Chmara przyznał, że liczy na poparcie delegatów, ale nie jest go absolutnie pewien, dlatego trudno mówić o kształcie przyszłego zarządu. Przyznał jednak, że ma na niego plan i chciałby, aby do zarządu weszły kobiety.
"Wiem, że będą do zarządu kandydowały Monika Pyrek i Małgorzata Hołub-Kowalik. Obie panie to ikony polskiej lekkiej atletyki. Obie widziałbym w swoim zarządzie. Od wielu lat pracuję z Tomkiem Majewskim i nie ma między nami żadnego sporu, on był sztucznie kreowany. Pracujemy razem od dawna, w niektórych sprawach się nie zgadzamy, ale ja sobie PZLA i zarządu bez niego nie wyobrażam. Jakiś czas temu obaj rozważaliśmy kandydowanie, ale Tomek się wycofał. Ja jednak bardzo chciałbym z nim w zarządzie pracować" - zadeklarował Chmara.

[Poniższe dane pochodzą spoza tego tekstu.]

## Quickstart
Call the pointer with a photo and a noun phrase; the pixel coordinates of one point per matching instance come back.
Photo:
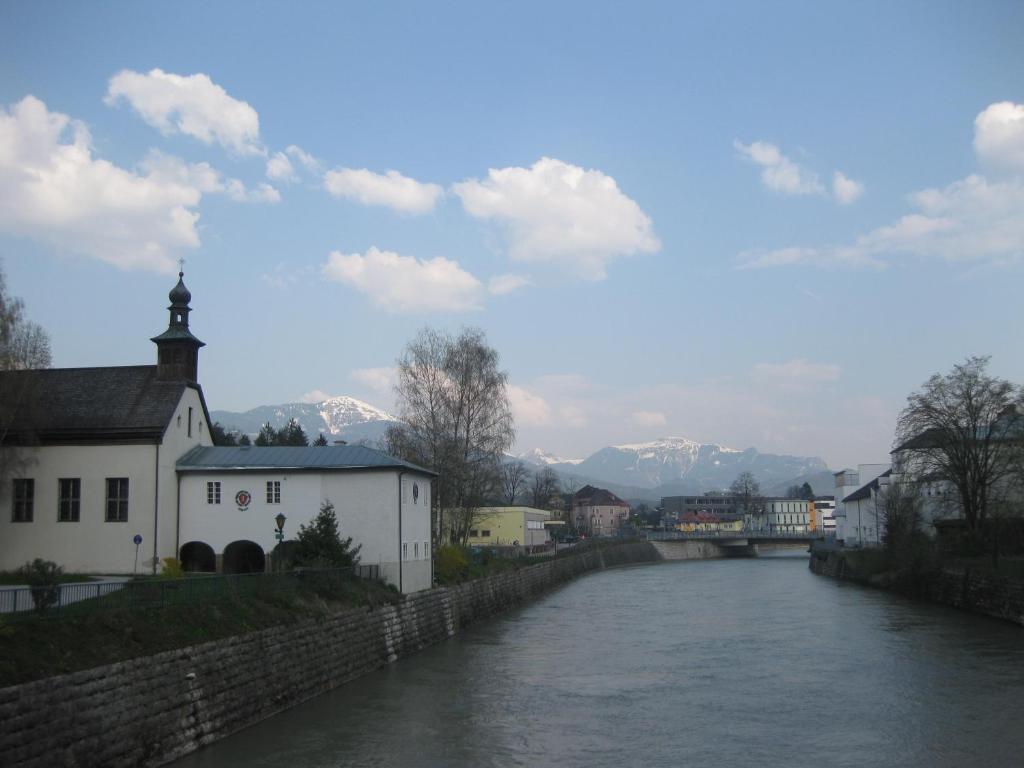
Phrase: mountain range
(338, 418)
(668, 466)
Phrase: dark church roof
(257, 458)
(81, 404)
(589, 496)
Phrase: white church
(113, 469)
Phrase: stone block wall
(151, 711)
(978, 593)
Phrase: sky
(745, 223)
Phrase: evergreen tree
(222, 436)
(267, 435)
(320, 544)
(292, 434)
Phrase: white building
(108, 470)
(824, 511)
(856, 511)
(786, 515)
(230, 497)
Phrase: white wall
(366, 503)
(92, 545)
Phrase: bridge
(679, 545)
(732, 538)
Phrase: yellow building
(510, 526)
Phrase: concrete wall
(366, 503)
(92, 544)
(151, 711)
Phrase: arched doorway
(243, 557)
(198, 556)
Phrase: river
(722, 663)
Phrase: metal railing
(19, 602)
(662, 536)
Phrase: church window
(117, 500)
(24, 499)
(69, 499)
(273, 492)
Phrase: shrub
(452, 564)
(44, 579)
(320, 545)
(172, 568)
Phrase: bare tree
(453, 401)
(899, 514)
(25, 347)
(747, 489)
(544, 486)
(966, 428)
(514, 479)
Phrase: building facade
(111, 470)
(598, 512)
(787, 515)
(230, 499)
(512, 526)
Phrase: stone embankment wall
(979, 593)
(150, 711)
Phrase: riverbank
(150, 711)
(971, 590)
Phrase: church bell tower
(177, 349)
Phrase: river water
(721, 663)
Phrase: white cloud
(846, 190)
(527, 408)
(404, 284)
(503, 284)
(972, 219)
(53, 189)
(378, 379)
(279, 168)
(798, 371)
(778, 172)
(564, 382)
(561, 213)
(305, 160)
(171, 170)
(193, 104)
(648, 419)
(167, 168)
(317, 395)
(998, 137)
(390, 189)
(572, 416)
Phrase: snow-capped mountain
(545, 458)
(340, 418)
(680, 465)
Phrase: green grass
(10, 578)
(96, 633)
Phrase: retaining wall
(151, 711)
(979, 593)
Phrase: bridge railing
(663, 536)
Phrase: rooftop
(279, 457)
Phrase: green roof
(276, 457)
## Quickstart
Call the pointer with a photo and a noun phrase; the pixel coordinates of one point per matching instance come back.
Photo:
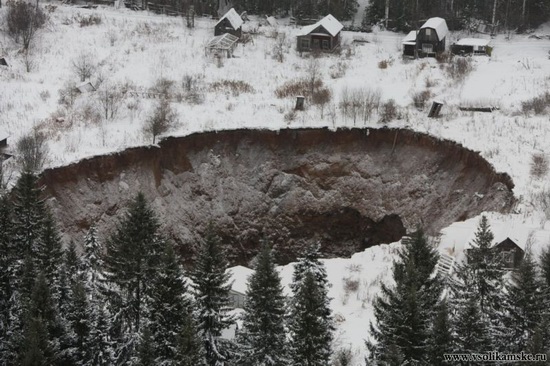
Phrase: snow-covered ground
(138, 48)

Dodał do tego grona także b. wiceprezesa związku Krzysztofa Wolsztyńskiego, szefa Kujawsko-Pomorskiego Związku Lekkiej Atletyki, organizatora m.in. Copernicus Cup i halowych mistrzostw Europy w Toruniu, a także Memoriału Ireny Szewińskiej.
"Liczę, że Krzysiek wejdzie do zarządu. Jest także Marek Plawgo, który zgłosił wolę i chęć kandydowania. To nowa, młoda fala" - powiedział Chmara.
Zapytany o to, gdzie chciałby, aby polska lekkoatletyka była w 2028 roku podczas igrzysk olimpijskich w Los Angeles, odparł: "Wynik z Tokio będzie nam bardzo trudno powtórzyć. To dyscyplina wymierna, wszystko łatwo sprawdzać i porównywać. Jeżeli uda się w Los Angeles zdobyć więcej medali niż w Paryżu, to będzie dobrze. Musimy chronić kapitał, bo mamy jeszcze paru zawodników na topie: Bukowiecką (d. Kaczmarek), Nowickiego, Fajdka, Sułek, Skrzyszowską, Swobodę, może Kubę Szymańskiego. Oni mają mniejsze lub większe szanse, aby na kolejnych igrzyskach zaistnieć. Dojdą następni. Oczywiście chciałbym, żeby medali było więcej, bo związki są przez ten pryzmat oceniane, co nie jest najszczęśliwszą formą, ale tak jest".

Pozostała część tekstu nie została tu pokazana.